Я скинула скарб на крыльцо, дрожащими замерзшими руками засунула в скважину ключ и со второй попытки сняла тяжелый замок. Будто обидевшись за долгую разлуку, дом встретил сыростью и промозглыми сквозняками: внутри было не теплее, чем снаружи. В основной части дома стояли кровати, большой круглый стол и огромная русская печка, потрескавшаяся и облупившаяся. К удивлению, она не вызвала у меня брезгливости, а только напомнила о старинных сказках. Невольно всплыли картинки из детства. Разбросанные куклы, поездки на велосипедах и, конечно, синяки и ссадины – вечные спутники игр деревенских мальчишек и девчонок.
Придышавшись, я решила, что расстегивать куртку не имеет смысла, тем более что поиски дров для печки закончились разочарованием: ни дощечки! Пришлось тащиться к отсыревшей поленнице. Вот тут-то я и прочувствовала очевидную проблему: поленья были огромными и вряд ли могли разгореться, а умение орудовать топором не входило в стандартную школьную программу.
Помощи не предвиделось. Пришлось нацепить валявшиеся на полу перчатки, ухватить здоровенный топор и вместе с чурбачками тащить его к колуну. Как я не поранилась и не отрубила себе пару лишних конечностей – одному богу известно, но уже через полчаса, ругаясь, как никогда не позволила бы ни в одном приличном обществе, я нарубила кривых, но все же подходящих поленьев. Уже за одно это мне должны были вручить медаль. Жаль, оценить подвиг было некому.
Пока я старалась, уже окончательно рассвело и желудок напомнил, что неплохо бы подкрепиться. Идти обратно в село не было ни сил, ни желания, так что, решив проверить благосклонность госпожи Фортуны (ха-ха!), я полезла рыскать по всем погребам и возможным заначкам.
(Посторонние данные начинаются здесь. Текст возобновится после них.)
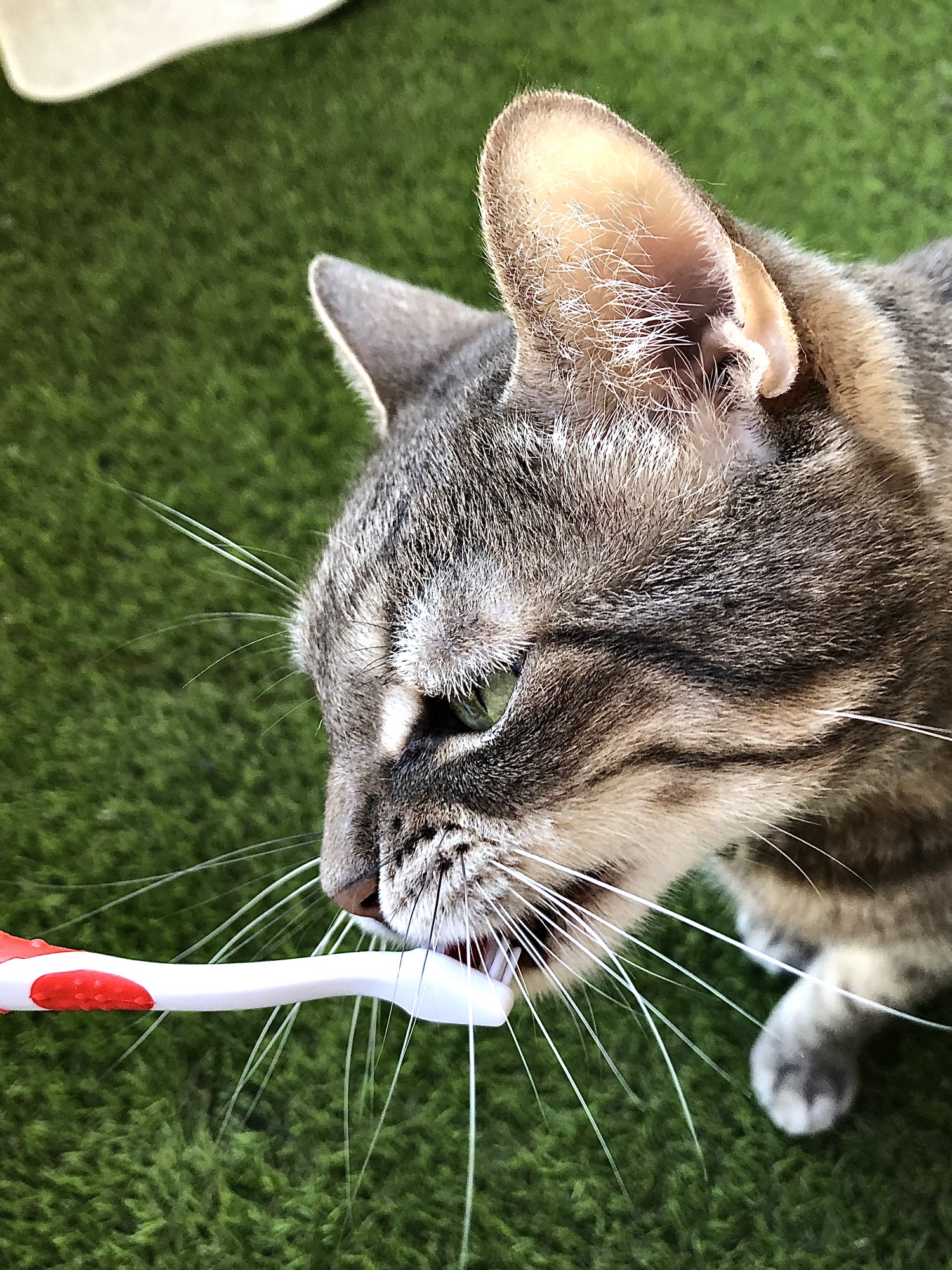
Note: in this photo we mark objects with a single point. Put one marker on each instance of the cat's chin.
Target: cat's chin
(381, 932)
Парадоксально, но в этот раз повезло: удалось раздобыть целый мешок картошки, правда, слегка проросшей и неаппетитно заляпанной грунтом. Кроме того, мне достались несколько крупных банок с крупой, предусмотрительно спрятанных бабулей в двадцатилитровый бидон, чтобы и плесень не завелась, и мыши остались голодными. О существовании мышей даже думать было страшно. Оставалось лишь уповать на то, что от тоски или голода они сбежали в город.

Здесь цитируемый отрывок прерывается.